Pamiętne ostatnie trzy dni oblężenia przepędziliśmy głównie w kuchni, a nawet raczej w małej sionce, która łączyła kuchnię ze spiżarką i korytarzem wyjściowym do ogródka, gdyż ze względu na grube ściany tę małą sionkę uważałem za miejsce najbezpieczniejsze. W czasie gwałtownej strzelaniny, a trwało to całymi godzinami, staliśmy troje obok siebie, trzymając się za szyję, bezbronni, pocieszając się wzajemnie i zachęcając do wytrwania. Trudno zapomnieć te straszne godziny, kiedy w powietrzu było słychać warkot aeroplanów, przeraźliwy poświst zrzucanych z nich bomb w najbliższej okolicy, a jednocześnie grzmot artyleryjskich pocisków, które przelatywały nad naszą willą. Domek bowiem nasz był oddzielony od Domu Akademickiego, potężnej Bastylii, tylko stosunkowo wąską ulicą i niewielkim ogródkiem. Niemcy skierowali ogień artylerii na ten wielki blok i nieustannie go ostrzeliwali szczególnie w ostatnich dniach obrony. Otóż wszystkie te pociski rozrywały się w bliskości naszej willi, która trzęsła się i rechotała, bo za każdym wystrzałem spadały dachówki i wypadały z brzękiem szyby. Od strony naszego domu, tj. od strony południowej narachowaliśmy z synkiem w ścianie domu akademickiego po zakończeniu oblężenia trzydzieści parę pocisków; prócz tego może tyleż w ogródek i jezdnię pomiędzy tymi budowlami. Jeden z tych pocisków trafił w naszą willę, a mianowicie w górną część muru (framugę) nad oknem (zachodnim) w naszym stołowym pokoju, wpadł do niego, i wszystkie meble rozbił w nim na drzazgi, jako też poczynił pewne szkody w pokoju sypialnym, położonym nad stołowym. Jako tako w stołowym pokoju ocalała nasza piękna staroświecka szafa, służąca za kredens, którą po oblężeniu pięknie wyremontowaliśmy, wiszący nad nią obraz Matki Boskiej i niektóre drobiazgi, m.in. jeden talerz na ścianie, stół, krzesła, szafa, akwarium i wiele innych rzeczy przestało istnieć, m.in. dwa piękne sztychy kolorowe, angielski duży w bidermajerowskich ramach, mój portret i inne obrazki.
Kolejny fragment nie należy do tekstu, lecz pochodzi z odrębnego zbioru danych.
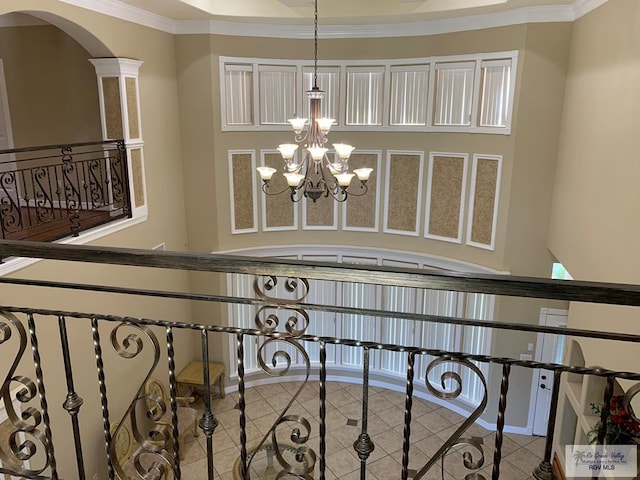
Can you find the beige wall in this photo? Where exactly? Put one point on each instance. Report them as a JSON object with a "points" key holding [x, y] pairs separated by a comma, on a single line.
{"points": [[528, 158], [594, 230], [179, 81], [165, 223], [51, 86]]}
Jest rzeczą ciekawą, że w sąsiednich pokojach, m.in. saloniku, gdzie był saski porcelanowy zegar z figurkami, duży żyrandol kryształowy z setką kryształowych wisiorków, wiele cennych obrazów, staroświeckie okrągłe lustro w rzeźbionej złoconej ramie, świeczniki, piękne stylowe mahoniowe meble i wiele innych rzeczy, wszystko to nie doznało najmniejszego szwanku, nawet zegar spokojnie cykał (choć czasem zaszkodziło mu byle co, nawet przeciąg, albo kichnięcie), choć oddzielały go od pokoju stołowego tylko szklane szerokie drzwi, w których wypadła jedna szyba. W holu również obok pokoju stołowego, było wybite tylko parę szyb w obrazach od podmuchu i jedna od odłamka, natomiast ani sześcioświecowy żyrandol, ani kinkiety, ani świeczniki, ani zegar, ani nawet największe nasze tremo nie doznały zupełnie żadnych uszkodzeń.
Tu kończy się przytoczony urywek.